Well, it was probably less that a week ago I was deriding the whole MIAD thing. Not the first time. It was also about a week ago I was talking about how I loved my long sweater and leggings. I think I even said that when I was younger I would have worn it for a dress. Over the weekend GF and I were at a restaurant we go to frequently where she knows the manager who often stops by to talk to us. I was still wearing nail polish but was not carrying a purse. She's seen me with nail polish before. I was wearing my long sweater. She says, "I like the dress!" I said, no, it's just a long sweater. She says, "Oh, Okay, I still like it!" and we go on to other subjects.

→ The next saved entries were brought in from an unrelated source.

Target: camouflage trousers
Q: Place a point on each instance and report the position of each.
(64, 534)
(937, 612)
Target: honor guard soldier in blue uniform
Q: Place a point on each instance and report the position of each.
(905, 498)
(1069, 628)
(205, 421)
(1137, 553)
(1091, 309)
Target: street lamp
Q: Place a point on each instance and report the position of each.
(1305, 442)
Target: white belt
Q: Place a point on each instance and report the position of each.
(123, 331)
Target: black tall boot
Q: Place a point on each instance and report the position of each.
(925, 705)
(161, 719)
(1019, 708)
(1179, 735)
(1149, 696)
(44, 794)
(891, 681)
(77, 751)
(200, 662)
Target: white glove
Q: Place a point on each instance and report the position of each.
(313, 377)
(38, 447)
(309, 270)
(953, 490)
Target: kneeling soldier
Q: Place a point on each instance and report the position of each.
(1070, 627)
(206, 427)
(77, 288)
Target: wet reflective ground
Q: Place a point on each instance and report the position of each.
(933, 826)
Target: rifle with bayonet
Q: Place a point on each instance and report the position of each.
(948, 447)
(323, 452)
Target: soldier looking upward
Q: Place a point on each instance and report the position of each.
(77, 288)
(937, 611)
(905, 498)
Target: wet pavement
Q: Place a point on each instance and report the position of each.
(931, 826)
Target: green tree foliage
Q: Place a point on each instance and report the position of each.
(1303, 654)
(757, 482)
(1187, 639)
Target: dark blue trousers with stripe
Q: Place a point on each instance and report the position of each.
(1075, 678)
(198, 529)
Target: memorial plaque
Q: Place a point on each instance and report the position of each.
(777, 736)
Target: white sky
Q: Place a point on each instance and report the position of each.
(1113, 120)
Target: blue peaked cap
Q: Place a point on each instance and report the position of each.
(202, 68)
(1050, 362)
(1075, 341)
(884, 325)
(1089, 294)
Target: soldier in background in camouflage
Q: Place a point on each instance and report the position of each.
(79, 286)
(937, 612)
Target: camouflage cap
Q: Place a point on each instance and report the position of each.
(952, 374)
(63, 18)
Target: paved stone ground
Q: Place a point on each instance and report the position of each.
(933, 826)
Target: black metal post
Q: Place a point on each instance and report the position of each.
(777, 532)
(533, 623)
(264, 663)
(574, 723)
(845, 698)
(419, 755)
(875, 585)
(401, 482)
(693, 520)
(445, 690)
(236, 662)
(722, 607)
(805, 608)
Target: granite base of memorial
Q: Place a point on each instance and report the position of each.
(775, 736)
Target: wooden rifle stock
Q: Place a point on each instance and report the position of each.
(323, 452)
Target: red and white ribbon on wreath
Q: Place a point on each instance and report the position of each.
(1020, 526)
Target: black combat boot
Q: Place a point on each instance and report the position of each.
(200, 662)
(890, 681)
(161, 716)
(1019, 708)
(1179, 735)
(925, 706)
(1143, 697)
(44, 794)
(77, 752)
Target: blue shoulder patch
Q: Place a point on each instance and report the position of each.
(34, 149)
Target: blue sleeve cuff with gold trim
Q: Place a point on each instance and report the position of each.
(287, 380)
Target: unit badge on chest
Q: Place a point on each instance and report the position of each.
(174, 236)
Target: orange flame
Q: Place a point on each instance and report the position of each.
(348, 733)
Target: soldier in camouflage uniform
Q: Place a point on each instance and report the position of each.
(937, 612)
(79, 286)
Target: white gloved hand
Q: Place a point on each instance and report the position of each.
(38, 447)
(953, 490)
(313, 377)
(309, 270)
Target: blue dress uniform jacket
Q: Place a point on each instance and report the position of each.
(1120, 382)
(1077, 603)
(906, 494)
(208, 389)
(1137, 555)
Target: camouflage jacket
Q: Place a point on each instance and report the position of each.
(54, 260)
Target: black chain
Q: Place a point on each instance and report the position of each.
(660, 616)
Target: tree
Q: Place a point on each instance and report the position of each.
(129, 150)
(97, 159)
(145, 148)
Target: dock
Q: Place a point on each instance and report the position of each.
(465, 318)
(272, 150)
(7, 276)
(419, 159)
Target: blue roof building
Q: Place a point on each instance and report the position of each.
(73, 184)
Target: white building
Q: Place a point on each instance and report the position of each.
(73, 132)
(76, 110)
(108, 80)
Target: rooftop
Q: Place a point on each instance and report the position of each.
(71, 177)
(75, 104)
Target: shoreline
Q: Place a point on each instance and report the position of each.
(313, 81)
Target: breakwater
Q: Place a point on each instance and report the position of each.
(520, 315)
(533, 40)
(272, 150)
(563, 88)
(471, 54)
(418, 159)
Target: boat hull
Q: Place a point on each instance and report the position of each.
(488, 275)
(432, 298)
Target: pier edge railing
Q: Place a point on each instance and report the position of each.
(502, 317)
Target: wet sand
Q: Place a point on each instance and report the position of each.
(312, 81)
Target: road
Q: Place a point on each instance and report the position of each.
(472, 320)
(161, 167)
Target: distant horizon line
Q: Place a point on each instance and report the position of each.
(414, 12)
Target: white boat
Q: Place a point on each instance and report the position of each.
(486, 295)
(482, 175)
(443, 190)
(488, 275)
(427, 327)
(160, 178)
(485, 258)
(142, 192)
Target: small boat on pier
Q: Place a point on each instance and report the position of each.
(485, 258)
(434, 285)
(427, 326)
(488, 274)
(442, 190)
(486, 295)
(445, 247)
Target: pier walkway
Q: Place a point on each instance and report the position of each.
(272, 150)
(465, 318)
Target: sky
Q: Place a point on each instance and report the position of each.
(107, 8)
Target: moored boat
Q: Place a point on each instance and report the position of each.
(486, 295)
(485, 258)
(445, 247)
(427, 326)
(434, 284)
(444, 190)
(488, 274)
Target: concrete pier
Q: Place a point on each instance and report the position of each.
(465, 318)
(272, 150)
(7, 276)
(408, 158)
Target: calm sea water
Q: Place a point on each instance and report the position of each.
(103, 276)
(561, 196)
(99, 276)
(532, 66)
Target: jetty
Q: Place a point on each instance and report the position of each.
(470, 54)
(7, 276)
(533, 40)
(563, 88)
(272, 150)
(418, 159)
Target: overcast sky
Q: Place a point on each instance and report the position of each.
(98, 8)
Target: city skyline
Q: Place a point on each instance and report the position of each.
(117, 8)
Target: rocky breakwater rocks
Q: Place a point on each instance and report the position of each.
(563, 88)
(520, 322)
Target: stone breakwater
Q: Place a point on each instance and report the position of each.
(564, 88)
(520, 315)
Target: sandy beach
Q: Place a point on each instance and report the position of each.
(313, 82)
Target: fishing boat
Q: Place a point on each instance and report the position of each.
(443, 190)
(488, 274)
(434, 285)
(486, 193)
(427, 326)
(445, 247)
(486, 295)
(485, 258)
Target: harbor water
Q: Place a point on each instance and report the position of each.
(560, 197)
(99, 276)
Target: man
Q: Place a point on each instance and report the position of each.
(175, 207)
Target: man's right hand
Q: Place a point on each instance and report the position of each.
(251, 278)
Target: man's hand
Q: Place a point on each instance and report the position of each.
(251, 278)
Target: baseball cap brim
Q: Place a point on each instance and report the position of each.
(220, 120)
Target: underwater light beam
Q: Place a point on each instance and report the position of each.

I do feel my face getting red, though. GF and I didn't say anything else about it.
It did make me start wondering if it is a dress. It's a woman's sweater. More of a cowl neck than a turtleneck. It's long enough that I sit on it. So, this afternoon we're heading out to run some errands and I put on my sweater again, but this time I ask her if she thinks it's really a dress, and she said it definitely is. I ask her why she didn't tell me, she says she thought I knew. I really didn't know. I bought it at a thrift store and it was hanging with the women's sweaters and I just assumed it was a long sweater, and I thought it looked great with leggings. This time when I put it on it seemed obvious that it was a dress. Amazing how my perception shifted on it. I did not wear it. I may not ever wear it again, at least not in male mode. All that because now in my mind it's a dress instead of a sweater. It is silly! The only thing that changed was the name of it and now I won't wear it. Also, I feel kind of stupid. You'd think I'd know better. In my defense, though, I have other tops that are just as long, and they're not dresses (Are they? Now I'm wondering!). I thought about it when I bought it, and it seemed too short for a dress. I guess, too, since I always wore it with leggings it didn't seem so much like a dress.
Anyway, kind of funny. The power of a name! Call it a sweater and I love it. Call it a dress and I won't wear it (in male mode).